Kalam May Play Kudankulam Pacifier

Former president A P J Abdul Kalam
Former president A P J Abdul Kalam could play a role in resolving the standoff over the Kudankulam nuclear plant with the respected scientist's goodwill and credibility expected to bridge the trust deficit between the government and agitating fisherfolk.

The former president, a strong advocate of nuclear energy, might be well placed to ease tensions over the Russian-built Kudankulam plant as he is familiar with the fishing communities in the area where the reactors are located. His family is understood to have had business links with the fishermen.

Kalam has already said that he plans a survey of coastal nuclear installations and his intervention with the Christian fishing community that has opposed the plant could narrow differences and indentify areas of concern and solutions.

Although he has spoken in favour of the Kudankulam plant, which is now near completion, Kalam's interaction with local agitators can bring in a linguistic and regional connect that a team of technologists and scientists may not be able to establish. The church has backed the stir saying the area is vulnerable to quakes.

But apart from the environmental arguments, there is uncertainty about the social and economic changes the 10,000MW nuclear power plant may engender in the area. While the government says it means more jobs for locals, there is worry over whether traditional social patterns will be disrupted.

Kalam's personal credibility could bring the two sides together and help develop guarantees or assurances that the fishermen and their families find convincing.
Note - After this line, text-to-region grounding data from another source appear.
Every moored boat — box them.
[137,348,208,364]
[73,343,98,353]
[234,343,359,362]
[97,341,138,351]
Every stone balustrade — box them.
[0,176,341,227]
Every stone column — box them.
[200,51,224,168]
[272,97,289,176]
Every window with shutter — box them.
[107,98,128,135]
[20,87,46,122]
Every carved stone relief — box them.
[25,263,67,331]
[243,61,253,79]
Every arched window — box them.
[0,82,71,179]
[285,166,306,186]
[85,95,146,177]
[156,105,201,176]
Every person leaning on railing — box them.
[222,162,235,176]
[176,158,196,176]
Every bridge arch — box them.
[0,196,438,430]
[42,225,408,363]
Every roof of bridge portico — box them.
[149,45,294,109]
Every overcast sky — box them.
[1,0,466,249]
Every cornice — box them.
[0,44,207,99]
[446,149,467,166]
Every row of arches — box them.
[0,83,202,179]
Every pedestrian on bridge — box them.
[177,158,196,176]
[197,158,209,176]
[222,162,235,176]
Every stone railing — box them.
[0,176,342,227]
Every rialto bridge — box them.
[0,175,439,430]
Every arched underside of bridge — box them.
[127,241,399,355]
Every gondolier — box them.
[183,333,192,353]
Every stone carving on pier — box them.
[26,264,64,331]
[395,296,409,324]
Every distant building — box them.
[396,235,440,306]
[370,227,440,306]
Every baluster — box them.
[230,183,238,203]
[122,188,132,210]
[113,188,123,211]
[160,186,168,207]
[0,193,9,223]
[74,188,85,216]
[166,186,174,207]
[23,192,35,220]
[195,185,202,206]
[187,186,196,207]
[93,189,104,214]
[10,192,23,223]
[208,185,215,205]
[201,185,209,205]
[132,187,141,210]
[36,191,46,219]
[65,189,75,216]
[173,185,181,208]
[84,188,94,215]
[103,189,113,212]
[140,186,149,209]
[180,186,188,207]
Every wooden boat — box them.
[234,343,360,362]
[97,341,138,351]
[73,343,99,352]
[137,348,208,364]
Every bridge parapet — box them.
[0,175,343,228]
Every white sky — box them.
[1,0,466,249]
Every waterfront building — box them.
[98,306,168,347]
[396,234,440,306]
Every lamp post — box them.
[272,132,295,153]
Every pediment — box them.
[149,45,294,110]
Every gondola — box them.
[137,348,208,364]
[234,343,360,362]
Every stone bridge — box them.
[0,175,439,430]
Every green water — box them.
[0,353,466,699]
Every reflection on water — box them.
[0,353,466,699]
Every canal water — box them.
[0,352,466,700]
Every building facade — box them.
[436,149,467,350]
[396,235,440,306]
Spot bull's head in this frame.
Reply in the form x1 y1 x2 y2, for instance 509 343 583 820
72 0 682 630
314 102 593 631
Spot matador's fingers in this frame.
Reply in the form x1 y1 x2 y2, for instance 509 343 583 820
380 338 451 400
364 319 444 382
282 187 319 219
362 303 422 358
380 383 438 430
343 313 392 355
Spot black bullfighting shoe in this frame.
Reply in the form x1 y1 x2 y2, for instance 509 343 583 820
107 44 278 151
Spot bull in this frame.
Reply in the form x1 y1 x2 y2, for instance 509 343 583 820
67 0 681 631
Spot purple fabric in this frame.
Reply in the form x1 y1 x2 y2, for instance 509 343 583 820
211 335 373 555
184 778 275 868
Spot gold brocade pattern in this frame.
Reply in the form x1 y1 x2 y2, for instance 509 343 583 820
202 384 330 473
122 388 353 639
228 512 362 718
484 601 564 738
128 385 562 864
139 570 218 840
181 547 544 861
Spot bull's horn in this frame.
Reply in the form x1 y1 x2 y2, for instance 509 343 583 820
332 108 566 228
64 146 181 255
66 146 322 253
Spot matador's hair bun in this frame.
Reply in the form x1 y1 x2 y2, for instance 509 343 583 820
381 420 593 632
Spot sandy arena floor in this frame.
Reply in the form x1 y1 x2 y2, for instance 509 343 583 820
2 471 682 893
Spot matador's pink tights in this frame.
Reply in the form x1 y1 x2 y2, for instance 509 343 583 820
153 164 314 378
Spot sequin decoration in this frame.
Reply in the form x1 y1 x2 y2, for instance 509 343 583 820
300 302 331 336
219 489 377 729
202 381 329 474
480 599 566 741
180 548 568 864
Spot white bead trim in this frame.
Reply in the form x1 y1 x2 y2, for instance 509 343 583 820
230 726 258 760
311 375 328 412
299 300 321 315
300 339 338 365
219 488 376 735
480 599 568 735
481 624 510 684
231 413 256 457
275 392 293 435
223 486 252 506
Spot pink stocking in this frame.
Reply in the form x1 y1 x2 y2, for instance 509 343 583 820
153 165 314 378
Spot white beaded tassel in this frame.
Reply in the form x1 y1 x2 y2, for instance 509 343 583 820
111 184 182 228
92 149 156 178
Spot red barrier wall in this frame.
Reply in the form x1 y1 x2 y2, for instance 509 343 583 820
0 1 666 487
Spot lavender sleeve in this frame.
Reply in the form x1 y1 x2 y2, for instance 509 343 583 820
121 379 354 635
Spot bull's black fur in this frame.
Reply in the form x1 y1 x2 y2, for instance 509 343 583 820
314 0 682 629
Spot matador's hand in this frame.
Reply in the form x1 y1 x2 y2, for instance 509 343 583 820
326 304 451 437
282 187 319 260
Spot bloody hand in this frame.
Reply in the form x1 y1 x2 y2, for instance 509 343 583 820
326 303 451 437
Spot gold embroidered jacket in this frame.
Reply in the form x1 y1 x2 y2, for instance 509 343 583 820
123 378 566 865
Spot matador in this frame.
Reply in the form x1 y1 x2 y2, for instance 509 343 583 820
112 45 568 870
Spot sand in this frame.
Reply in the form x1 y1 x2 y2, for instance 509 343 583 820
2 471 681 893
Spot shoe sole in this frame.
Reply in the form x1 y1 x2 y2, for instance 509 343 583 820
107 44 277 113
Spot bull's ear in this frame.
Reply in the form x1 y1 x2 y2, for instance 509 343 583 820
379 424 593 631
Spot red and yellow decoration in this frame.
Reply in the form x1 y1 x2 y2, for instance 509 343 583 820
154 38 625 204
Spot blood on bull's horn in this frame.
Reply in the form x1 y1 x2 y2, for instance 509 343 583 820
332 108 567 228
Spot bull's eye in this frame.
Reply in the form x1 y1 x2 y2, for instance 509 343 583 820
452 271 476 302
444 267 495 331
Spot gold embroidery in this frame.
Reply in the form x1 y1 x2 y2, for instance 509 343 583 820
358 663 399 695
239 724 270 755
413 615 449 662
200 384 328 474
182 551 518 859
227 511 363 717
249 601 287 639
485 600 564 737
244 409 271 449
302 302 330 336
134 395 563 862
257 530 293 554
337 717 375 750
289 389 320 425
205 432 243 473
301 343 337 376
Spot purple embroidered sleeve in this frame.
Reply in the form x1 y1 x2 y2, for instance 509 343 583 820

Safety and security of livelihood and worries over whether the plant could go the Fukushima way in the event of a natural calamity are troubling the community.

On its part, the government seems determined to negotiate its way out of the deadlock and is looking to engage a church convention in Trichy this week. The Centre is pulling out all stops to ensure the deadlock ends peacefully. It is even exploring if a team of scientists could interact with church leaders to explain that the power plant will be a benign presence in the Tirunelveli area.

After an apparent miscommunication between the Centre and state government over a letter written by Prime Minister Manmohan Singh to chief minister J Jayalalithaa, the state is being kept in the loop at every step. Senior figures from the Department of Atomic Energy might meet Jayalalithaa soon to brief her on efforts to soothe local sentiments and the plant's safety features.